The not proven verdict is often called the Scottish Verdict or the Scotch Verdict, although in Scotland it is often referred to as the bastard verdict.
The not proven verdict was established in Scottish law by 1728, but scholars dispute its origins. On one account, advanced two hundred years ago by the historians Hume and Arnot, the third and distinctively Scottish verdict was rooted in religious oppression. The Crown persecuted the Covenanters, and popular support for the
Covenanters made it impossible to convict them in a jury trial. To pare the power of the jury, the Scottish judges began restricting the jury's role--no longer would the jury announce whether the defendant was "guilty" or "not guilty"; instead it would decide whether specific factual allegations were "proven" or "not proven"; and the judge would then decide whether to convict. In a famous trial in 1728, the story goes, a defense lawyer persuaded the jury to reassert its ancient right of acquitting, of finding a defendant "not guilty." Jurors continued to use both sets of verdicts, but "proven" fell away because it was redundant to "guilty." Some historians, however, such as Ian Douglas Willock, have rejected the traditional account.

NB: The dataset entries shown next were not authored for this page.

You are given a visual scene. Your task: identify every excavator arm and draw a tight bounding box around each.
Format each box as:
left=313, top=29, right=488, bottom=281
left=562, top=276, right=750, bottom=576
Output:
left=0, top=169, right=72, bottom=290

In modern use, the not proven verdict suggests a strong possibility of guilt but not enough evidence to convict. A person receiving a not proven verdict is not fined or imprisoned, and is not subject to
double jeopardy. The real effect of a not proven verdict is stigma for the acquitted person. The verdict can tarnish a person's reputation, as when socialite
Madeleine Smith was charged with murder in nineteenth century Glasgow but acquitted with a not proven verdict.
Some modern commentators have suggested that if a reduction in the number of possible verdicts is desired, it is the 'not guilty' verdict (in the sense of 'innocent') which should be discarded. This is based on the logic that if sufficient evidence exists to convict then 'guilty' is the appropriate verdict. If however insufficient or no evidence exists then the charge against the defendant can not be proved. Therefore the result should be 'not proven'. These are the only two logical and legal conclusions which can be drawn. To declare someone 'innocent' is a moral judgment, not a legal one, and as such is entirely beyond the capacity of a court of law.
The Scottish verdict has not been permanently adopted outside of its home country, but it was sometimes used in colonial Canada, especially by some judges in southwestern Ontario. Its most famous use outside of Scottish law came when
Senator Arlen Specter tried to vote not proven on an article of
impeachment of Bill Clinton, and when, at the
O. J. Simpson murder trial, various reformers, including Fred Goldman,
Ron Goldman's father, pushed for a change to "not proven" because of what they felt was an incorrect
presumption of innocence on the part of Simpson. [
1] A recent proposal to introduce the not proven verdict into the United States is:
Samuel Bray, Not Proven: Introducing a Third Verdict, 72 U. Chi. L. Rev. 1299 (2005).
The "not proven" verdict has been used in popular writing (as by
Carl Sagan) as a metaphor for the operation of the
scientific method, in which conclusions are never certain, but the most that can be said about a theory is what the
preponderance of the evidence suggests.